Kapımıza dayanan mübarek bir misafir, gönüllere ferahlık getiren bir nefes...
Ramazan geldi, hoş geldi.
Cuma akşamının sükûneti, teravihlerin manevi coşkusuyla taçlanacak.
Cumartesi sabahı ise oruçlu bir günün huzuruyla başlayacak.
Ruhların arınacağı, kalplerin yumuşayacağı, duaların semaya yükseleceği bir zaman dilimi...
Gündemin hoyrat rüzgârları, insanı savurup dururken...
Kişisel dertler, memleket meseleleri, dünyanın karmaşası...
Her an değişen, dönüşen, yiten ve tekrar beliren bir kargaşa sarmalı.
İnsan, bu yoğunlukta en çok kendini unutuyor; ruhunun derinliklerine inen o kadim yolculuğu erteliyor.
Zamanın amansız akışı, ömrün ipini bir bir çözerken, yaratılış gayesini unutan insan, geçici heveslerin peşinde savruluyor.
Ölüm, bilinen en büyük hakikat, lakin en çok görmezden gelinen de gerçek.
İnsan, ölümlü olduğunu bildiği hâlde, ebedî bir yolculuğun hazırlığını savsaklıyor; âdeta başını kuma gömerek gerçeklerden kaçıyor.
Geçici dünyanın cazibesi, faniliğin unutturduğu hakikatler...
İnsan, en kıymetli sermayesi olan zamanı hoyratça harcıyor, israf ediyor.
"Bir fırsat daha!" diyeceği o kaçınılmaz günde, pişmanlıklar nafile birer yankıya dönüşecek.
Kaybedenlerden olmamak için zamanın sunduğu nadide fırsatları iyi değerlendirmek, ruhun ve zamanın pusulasını doğru yöne çevirmek gerek.

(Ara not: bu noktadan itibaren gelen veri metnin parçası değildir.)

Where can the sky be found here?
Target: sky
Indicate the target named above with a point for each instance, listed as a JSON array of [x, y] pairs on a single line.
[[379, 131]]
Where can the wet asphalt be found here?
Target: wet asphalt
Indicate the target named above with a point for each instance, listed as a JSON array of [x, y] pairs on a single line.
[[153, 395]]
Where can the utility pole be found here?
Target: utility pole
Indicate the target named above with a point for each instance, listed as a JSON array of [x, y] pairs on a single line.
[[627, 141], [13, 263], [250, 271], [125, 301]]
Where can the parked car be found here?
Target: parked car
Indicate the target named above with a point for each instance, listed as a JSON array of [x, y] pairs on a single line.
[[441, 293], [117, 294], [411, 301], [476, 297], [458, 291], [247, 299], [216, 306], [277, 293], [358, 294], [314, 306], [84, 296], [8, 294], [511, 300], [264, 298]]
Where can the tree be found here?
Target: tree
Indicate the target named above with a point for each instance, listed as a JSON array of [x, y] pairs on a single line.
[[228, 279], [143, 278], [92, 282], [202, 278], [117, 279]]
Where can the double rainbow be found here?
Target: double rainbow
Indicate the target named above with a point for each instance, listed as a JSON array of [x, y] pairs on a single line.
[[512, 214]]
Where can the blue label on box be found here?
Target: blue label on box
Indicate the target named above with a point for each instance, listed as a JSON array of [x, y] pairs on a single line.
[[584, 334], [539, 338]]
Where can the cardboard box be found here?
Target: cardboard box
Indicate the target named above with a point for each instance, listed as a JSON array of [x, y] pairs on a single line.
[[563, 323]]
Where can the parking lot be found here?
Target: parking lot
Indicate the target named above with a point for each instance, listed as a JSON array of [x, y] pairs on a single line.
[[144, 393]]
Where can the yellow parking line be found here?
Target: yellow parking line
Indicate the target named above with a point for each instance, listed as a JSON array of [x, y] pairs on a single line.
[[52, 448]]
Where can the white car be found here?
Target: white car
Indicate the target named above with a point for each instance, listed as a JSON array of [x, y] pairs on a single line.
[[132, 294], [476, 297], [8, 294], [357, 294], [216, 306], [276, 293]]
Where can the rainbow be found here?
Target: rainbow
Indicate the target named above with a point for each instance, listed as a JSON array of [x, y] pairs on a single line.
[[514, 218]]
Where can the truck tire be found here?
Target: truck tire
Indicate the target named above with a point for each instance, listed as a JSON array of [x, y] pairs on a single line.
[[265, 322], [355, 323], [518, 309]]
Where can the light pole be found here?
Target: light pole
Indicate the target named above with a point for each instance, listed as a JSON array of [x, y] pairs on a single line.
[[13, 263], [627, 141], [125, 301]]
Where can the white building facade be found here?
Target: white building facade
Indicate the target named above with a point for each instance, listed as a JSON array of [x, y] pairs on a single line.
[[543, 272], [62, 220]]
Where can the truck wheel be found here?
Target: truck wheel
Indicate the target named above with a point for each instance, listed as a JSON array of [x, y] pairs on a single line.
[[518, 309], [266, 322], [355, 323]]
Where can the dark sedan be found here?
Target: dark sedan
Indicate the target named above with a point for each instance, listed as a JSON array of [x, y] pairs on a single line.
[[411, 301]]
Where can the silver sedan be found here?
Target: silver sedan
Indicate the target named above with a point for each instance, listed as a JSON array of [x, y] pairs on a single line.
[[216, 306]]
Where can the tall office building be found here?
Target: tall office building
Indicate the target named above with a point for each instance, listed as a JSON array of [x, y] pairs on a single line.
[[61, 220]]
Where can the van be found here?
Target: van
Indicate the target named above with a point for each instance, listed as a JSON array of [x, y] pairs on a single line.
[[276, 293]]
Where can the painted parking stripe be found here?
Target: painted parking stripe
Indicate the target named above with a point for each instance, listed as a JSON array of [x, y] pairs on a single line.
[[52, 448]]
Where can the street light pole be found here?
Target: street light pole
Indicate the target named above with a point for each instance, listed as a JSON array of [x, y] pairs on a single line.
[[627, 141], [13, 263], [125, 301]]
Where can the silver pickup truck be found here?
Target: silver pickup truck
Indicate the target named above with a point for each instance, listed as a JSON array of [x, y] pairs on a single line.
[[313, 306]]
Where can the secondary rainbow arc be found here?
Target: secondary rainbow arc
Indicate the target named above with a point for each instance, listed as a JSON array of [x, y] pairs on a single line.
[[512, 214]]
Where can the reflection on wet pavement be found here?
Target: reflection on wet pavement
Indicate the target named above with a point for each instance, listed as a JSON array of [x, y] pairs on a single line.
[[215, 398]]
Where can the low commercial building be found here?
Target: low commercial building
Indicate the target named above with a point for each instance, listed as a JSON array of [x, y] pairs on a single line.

İşte, her yıl bir lütuf olarak kapımızı çalan Ramazan, kaçırılmaması gereken eşsiz bir fırsat.
Âcizliğimizin aynası, güç yanılgısının panzehri...
Ramazan, bize bizi hatırlatıyor; içimizdeki cevheri ortaya çıkarmak için bir davet sunuyor.
Yaratıcımızla bağımızı kuvvetlendiren, daha iyi bir insan, daha güzel bir toplum inşa etmemiz için bir ikramiye.
Bu müstesna nimete sırtını dönen, kıymetini bilmeyen için ne büyük bir kayıptır!
Zira Ramazan, gündemler üstü bir gündemdir; ruhun ve zamanın kıblesidir.
Bize "Bir saniye dur!" diyor, "Ne ile karşı karşıya olduğunu idrak et!" diyor, "Asli gündemini hiçbir geçici gündem değiştirmesin!" diyor.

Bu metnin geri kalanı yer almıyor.